Il riconoscimento del pericolo ti fa drizzare le antenne dell’allarme, rende la capacità di concentrazione superiore alla norma e attiva il senso di reazione sul momento, sull'istante, sulla frazione di secondo anche di fronte ad una catastrofe. Eppure dinanzi a queste simulazioni, i calciatori del Napoli sembrano sempre più alienati, dopo aver pagato lo scotto di non aver potuto raddrizzare le ultime partite della stagione a causa del gol subito da Abraham in condizioni pericolanti, la squadra ci ricasca e stavolta non fa bene nè il pressing, né le marcature, né i contrasti per far sì che l'Udinese su l'ultimo disperato attacco all'area partenopea, riesca a tirare fuori il coniglio dal cilindro.

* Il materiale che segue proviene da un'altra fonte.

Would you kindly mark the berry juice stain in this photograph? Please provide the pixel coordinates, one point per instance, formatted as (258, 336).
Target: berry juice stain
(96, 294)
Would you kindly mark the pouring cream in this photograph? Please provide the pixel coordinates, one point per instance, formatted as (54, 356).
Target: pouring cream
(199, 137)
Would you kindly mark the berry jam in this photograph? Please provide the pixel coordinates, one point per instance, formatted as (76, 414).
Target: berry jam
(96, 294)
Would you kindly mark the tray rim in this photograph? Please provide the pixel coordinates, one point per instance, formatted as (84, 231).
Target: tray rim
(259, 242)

Un gruppo di giocatori che imbelle dinanzi a quello che succede, che non percepisce quanto valga di più spendere intelligentemente un fallo in quel momento che eseguire un tiro preciso in un altro frangente, perché non c'è esitazione alla paura nel cuore di chi lotta ed è evidente in questo caso che quando c'è da aver paura il Napoli s’irretisce.

  1. CANNAVARO UNICO NAPOLETANO FELICE

Avrà certamente provato emozioni ondivaghe ed incendiarie allo stesso tempo Fabio Cannavaro, che nel calcio mondiale è una leggenda e porta alto il nome di Napoli in giro per il globo grazie alla sua fama e al suo buon esempio, dovendo affrontare alla sua vera prima partita casalinga in Serie A la squadra del cuore, il suo passato e presente, in una Nemesi rovesciata, per il fatto di non essere lui ad allenare gl’azzurri ma implicato in una situazione addirittura più ardua con i friulani.

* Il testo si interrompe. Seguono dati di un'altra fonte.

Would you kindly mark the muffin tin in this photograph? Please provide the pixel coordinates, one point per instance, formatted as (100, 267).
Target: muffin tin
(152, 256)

A fine partita, dopo aver preparato molto bene il match contro gli azzurri che avrà avuto come punto di riferimento di analisi e studio negl’ultimi anni, Fabio si è mostrato placido, modicamente soddisfatto e coerente con la sua storia recente, senza alludere a nessun condizionamento, valutando episodi in modo fugace, basandosi su elementi di partita che soppiantano la discussione sulle singole azioni.

La sconfitta avrebbe determinato la quasi certa retrocessione dell’Udinese, che ora con sette punti in tre gare può ancora auspicare che il terreno sia fertile per garantirsi la serie A, stavolta con la griffe partenopea.